Cryptocat is another secure instant messaging program I’ve been playing around with. It’s got a bit of a checkered past, but it’s better now, even though it lost its support for mobile platforms. The UI is kind of clunky on Linux (hey…what isn’t?) and Mac OS X, but strives to offset that by being cute. I guess it works okay, but now that Signal for mobile platforms and Desktop is here, I think there is little need for it anymore on my machines.
Cryptocat and miniLock are both by Nadim Kobeissi.
Slack is a really fun-to-use collaboration platform. It was made by software developers for software development, but Sarah and I use it for planning trips with our pals in other towns or even other time zones. We also use it for collecting recipe ideas, strategizing our moving plans, or collecting links to funny web pages we know the other person will enjoy later.
You can store files with it, chat with it (on- and off-line), and link it into other online applications your organization probably uses for daily business (think CRM, travel, HR or time/resource management software). It’s usable on the desktop or mobile platforms. It all seems pretty secure, so what’s not to love?

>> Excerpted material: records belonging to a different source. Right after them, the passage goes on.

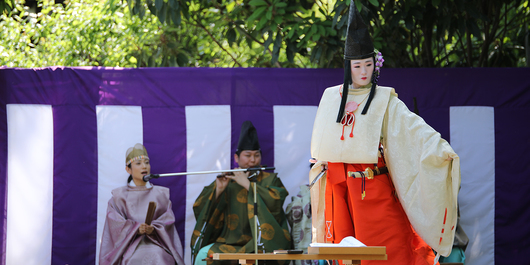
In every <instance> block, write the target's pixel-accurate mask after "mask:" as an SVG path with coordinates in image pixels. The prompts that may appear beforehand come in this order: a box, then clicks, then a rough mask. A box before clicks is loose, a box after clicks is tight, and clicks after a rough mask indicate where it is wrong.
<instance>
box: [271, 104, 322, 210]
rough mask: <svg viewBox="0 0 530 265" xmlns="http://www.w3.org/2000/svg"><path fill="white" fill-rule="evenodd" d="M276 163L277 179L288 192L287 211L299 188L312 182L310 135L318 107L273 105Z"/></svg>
mask: <svg viewBox="0 0 530 265" xmlns="http://www.w3.org/2000/svg"><path fill="white" fill-rule="evenodd" d="M273 112H274V163H275V165H274V166H275V167H276V172H278V176H279V177H280V179H281V180H282V182H283V185H285V188H287V190H288V191H289V197H288V198H287V199H286V200H285V203H284V209H285V207H286V206H287V204H289V203H290V202H291V196H296V195H297V194H298V192H299V191H300V185H304V184H308V182H309V165H310V163H309V159H310V158H311V150H310V147H311V134H312V133H313V123H314V121H315V116H316V113H317V107H316V106H274V107H273Z"/></svg>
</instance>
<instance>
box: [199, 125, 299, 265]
mask: <svg viewBox="0 0 530 265" xmlns="http://www.w3.org/2000/svg"><path fill="white" fill-rule="evenodd" d="M234 159H235V161H236V162H237V163H238V165H239V168H243V169H244V168H252V167H257V166H260V165H261V149H260V145H259V141H258V134H257V132H256V128H255V127H254V126H253V125H252V123H251V122H250V121H245V122H244V123H243V125H242V126H241V134H240V136H239V142H238V146H237V150H236V153H235V155H234ZM248 177H249V172H233V174H221V175H220V176H218V177H217V179H216V180H215V181H213V182H212V183H211V184H210V185H208V186H206V187H205V188H204V189H203V191H202V192H201V194H200V195H199V197H198V198H197V199H196V201H195V203H194V204H193V211H194V214H195V219H196V220H197V224H196V225H195V229H194V231H193V234H192V237H191V248H192V262H194V264H196V265H198V264H206V261H204V259H206V258H207V257H210V256H211V255H212V254H213V253H254V251H255V241H254V240H255V239H254V236H253V235H254V234H255V232H256V231H254V230H255V228H254V189H253V185H256V190H257V192H256V195H257V211H258V213H257V216H258V236H257V244H258V245H259V252H272V251H273V250H276V249H289V248H290V247H291V236H290V234H289V228H288V226H287V218H286V216H285V212H284V210H283V202H284V200H285V198H286V197H287V195H288V192H287V190H286V189H285V187H284V186H283V184H282V181H281V180H280V179H279V178H278V177H277V174H276V173H268V172H263V171H261V172H259V175H258V176H257V177H256V179H255V180H256V182H252V184H251V182H250V181H249V179H248ZM232 262H233V261H227V260H225V261H214V260H210V259H207V264H209V265H211V264H230V263H232ZM260 263H261V261H260ZM283 263H285V261H267V264H283Z"/></svg>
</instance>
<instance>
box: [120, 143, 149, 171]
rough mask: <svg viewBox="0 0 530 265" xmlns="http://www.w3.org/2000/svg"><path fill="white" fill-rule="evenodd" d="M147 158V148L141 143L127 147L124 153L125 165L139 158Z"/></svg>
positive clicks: (135, 144) (132, 161) (131, 162)
mask: <svg viewBox="0 0 530 265" xmlns="http://www.w3.org/2000/svg"><path fill="white" fill-rule="evenodd" d="M145 158H147V159H149V156H147V150H146V149H145V147H144V146H143V145H142V144H135V145H134V146H133V147H131V148H129V149H127V152H126V153H125V165H126V166H128V165H130V164H131V163H132V162H133V161H136V160H140V159H145Z"/></svg>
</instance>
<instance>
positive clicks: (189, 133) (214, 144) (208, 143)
mask: <svg viewBox="0 0 530 265" xmlns="http://www.w3.org/2000/svg"><path fill="white" fill-rule="evenodd" d="M230 121H231V115H230V106H229V105H207V106H186V149H187V151H186V153H187V155H186V157H187V158H186V160H187V161H186V163H187V171H188V172H194V171H207V170H224V169H230V168H231V165H230V159H231V156H232V155H233V154H231V153H230V146H231V139H232V137H231V134H232V132H231V131H232V129H231V128H232V127H231V122H230ZM216 176H217V174H208V175H189V176H187V183H186V235H185V239H184V242H182V244H183V246H184V250H185V254H184V261H185V262H186V264H191V249H190V239H191V234H192V232H193V228H194V226H195V216H194V214H193V203H194V202H195V199H196V198H197V197H198V196H199V194H200V193H201V191H202V189H203V188H204V186H208V185H209V184H210V183H211V182H212V181H214V180H215V177H216ZM174 203H175V202H174ZM175 214H178V213H175Z"/></svg>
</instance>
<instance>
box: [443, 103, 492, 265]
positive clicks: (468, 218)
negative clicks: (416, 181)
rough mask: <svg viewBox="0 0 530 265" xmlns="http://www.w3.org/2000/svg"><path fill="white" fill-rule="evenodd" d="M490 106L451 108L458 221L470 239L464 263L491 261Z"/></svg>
mask: <svg viewBox="0 0 530 265" xmlns="http://www.w3.org/2000/svg"><path fill="white" fill-rule="evenodd" d="M494 114H495V113H494V108H493V107H479V106H477V107H451V108H450V132H451V146H452V147H453V149H454V150H455V151H456V153H457V154H458V155H459V156H460V163H461V164H460V168H461V174H462V182H461V187H462V188H461V189H460V192H459V196H458V201H459V205H460V224H461V226H462V228H463V229H464V231H465V232H466V234H467V236H468V237H469V239H470V242H469V245H468V246H467V249H466V264H467V265H478V264H480V265H484V264H492V265H493V264H494V263H495V117H494V116H495V115H494Z"/></svg>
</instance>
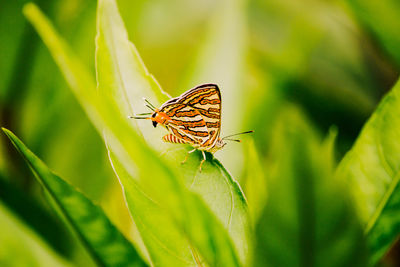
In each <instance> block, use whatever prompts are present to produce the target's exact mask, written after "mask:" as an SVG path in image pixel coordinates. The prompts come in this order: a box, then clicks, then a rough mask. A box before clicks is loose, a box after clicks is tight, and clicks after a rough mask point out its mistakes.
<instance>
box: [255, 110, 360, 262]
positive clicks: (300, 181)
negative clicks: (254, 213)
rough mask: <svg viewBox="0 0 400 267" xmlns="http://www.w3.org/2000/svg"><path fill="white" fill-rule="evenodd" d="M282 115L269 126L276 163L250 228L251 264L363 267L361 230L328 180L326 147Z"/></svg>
mask: <svg viewBox="0 0 400 267" xmlns="http://www.w3.org/2000/svg"><path fill="white" fill-rule="evenodd" d="M287 110H289V111H285V112H286V113H287V114H284V115H283V117H280V119H279V123H278V125H276V126H275V129H276V131H275V135H274V137H273V142H272V144H273V148H272V149H271V157H272V158H273V159H275V160H276V164H275V167H274V168H270V169H269V171H270V172H271V174H270V177H271V179H269V181H268V201H267V205H266V207H265V209H264V211H263V213H262V215H261V217H260V220H259V221H258V223H257V226H256V244H255V249H256V255H255V260H254V265H255V266H324V267H327V266H331V267H333V266H337V267H343V266H365V261H364V259H365V254H364V249H363V248H364V247H363V236H362V229H361V225H360V224H359V222H358V221H357V217H356V216H354V211H353V209H352V206H351V203H350V202H349V198H348V194H347V191H346V190H345V187H344V186H343V184H342V183H340V181H339V180H338V179H334V177H333V171H332V166H333V162H332V161H333V159H332V158H333V156H332V154H333V151H332V145H329V143H332V142H331V141H330V142H328V144H321V142H320V140H319V138H318V137H317V136H316V135H315V133H314V132H313V131H312V129H310V128H309V126H308V125H309V123H306V122H304V121H303V119H302V118H301V116H299V114H296V113H297V112H296V110H290V109H287ZM285 112H283V113H285ZM331 139H332V138H331Z"/></svg>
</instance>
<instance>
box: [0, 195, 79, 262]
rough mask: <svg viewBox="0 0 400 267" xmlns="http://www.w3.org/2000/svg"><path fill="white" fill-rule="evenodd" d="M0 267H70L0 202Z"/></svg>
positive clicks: (33, 232) (42, 240)
mask: <svg viewBox="0 0 400 267" xmlns="http://www.w3.org/2000/svg"><path fill="white" fill-rule="evenodd" d="M0 265H1V266H35V267H36V266H37V267H39V266H44V267H47V266H49V267H52V266H54V267H56V266H57V267H58V266H60V267H61V266H65V267H66V266H72V265H71V264H69V263H68V262H67V261H66V260H64V259H62V258H61V257H60V256H58V255H56V254H55V253H54V251H52V249H51V248H50V247H49V246H48V245H47V244H46V243H45V242H44V241H43V240H42V239H41V238H40V237H39V236H37V234H36V233H35V232H33V231H32V230H31V229H30V228H29V226H27V225H24V224H23V223H22V221H20V220H19V219H18V218H17V217H16V216H15V215H14V214H13V213H12V212H11V211H10V210H8V209H7V207H6V206H4V205H3V203H2V202H0Z"/></svg>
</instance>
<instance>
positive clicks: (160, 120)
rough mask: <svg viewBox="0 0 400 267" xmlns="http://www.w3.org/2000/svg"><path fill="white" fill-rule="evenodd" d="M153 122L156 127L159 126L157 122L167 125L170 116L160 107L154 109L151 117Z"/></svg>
mask: <svg viewBox="0 0 400 267" xmlns="http://www.w3.org/2000/svg"><path fill="white" fill-rule="evenodd" d="M149 119H150V120H151V122H152V123H153V126H154V128H155V127H157V124H159V123H160V124H161V125H165V123H166V122H167V121H168V120H170V117H169V116H168V115H167V114H165V113H164V112H160V111H159V110H158V109H155V110H154V113H153V114H152V115H151V117H150V118H149Z"/></svg>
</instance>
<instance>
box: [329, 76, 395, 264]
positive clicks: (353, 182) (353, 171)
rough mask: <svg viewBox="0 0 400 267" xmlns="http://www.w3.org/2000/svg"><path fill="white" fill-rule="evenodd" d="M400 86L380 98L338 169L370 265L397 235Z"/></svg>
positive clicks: (388, 245) (383, 252) (394, 239)
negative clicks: (344, 182) (352, 199)
mask: <svg viewBox="0 0 400 267" xmlns="http://www.w3.org/2000/svg"><path fill="white" fill-rule="evenodd" d="M399 107H400V83H397V84H396V85H395V86H394V87H393V89H392V91H391V92H390V93H389V94H388V95H387V96H385V97H384V99H383V100H382V102H381V103H380V104H379V106H378V108H377V109H376V111H375V112H374V114H373V115H372V116H371V118H370V119H369V120H368V122H367V124H366V125H365V126H364V128H363V130H362V132H361V134H360V136H359V137H358V139H357V141H356V143H355V144H354V146H353V148H352V149H351V150H350V151H349V152H348V153H347V155H346V156H345V158H344V159H343V160H342V162H341V163H340V165H339V167H338V171H337V175H338V176H339V177H341V178H342V179H343V180H345V181H348V183H349V187H350V188H351V189H352V191H353V194H354V199H355V201H356V203H357V206H358V210H359V213H360V216H361V218H362V219H363V222H364V224H365V233H366V235H367V237H368V244H369V248H370V250H371V254H372V259H371V263H372V264H374V263H376V262H377V261H378V260H379V259H380V258H381V257H382V256H383V255H384V254H385V252H387V250H388V248H389V247H390V246H391V244H392V243H393V242H394V241H395V240H396V239H397V238H398V235H399V234H400V217H399V212H398V209H399V207H400V188H399V186H400V143H399V140H400V119H399V118H400V108H399Z"/></svg>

It’s free to use in the hope that you upgrade to a paid plan, but the free plan is limited to a certain amount of messages and file storage before the older content starts to become unavailable. Your messages have to be organized into channels and your contact partners have to be invited to participate in your chats. For focussed, project-based on- and off-line communication including file-sharing, Slack is awesome. For general spontaneous “How ya doin’?” chatting, it’s way overblown.
Signal, with its mobile and desktop versions, seems to be the best thing going now if you need to reach
- people on different OSen
- with different hardware preferences (type with 10 fingers or two thumbs?)
- who don’t want to drive the marketing machines
These benefits are all in addition to Signal’s potential as a tool for political purposes: journalists protecting their sources, victims of persecution evading their tormentors, etc.
It’s a bonus that the system is free (as in beer as well as in speech). If you’re already using WhatsApp (but feel dirty about feeding Big Data your bits) or Threema (but sometimes wish you could enter your messages with all ten digits), you might give Signal a try. You can donate to the Freedom of the Press Foundation to keep development going.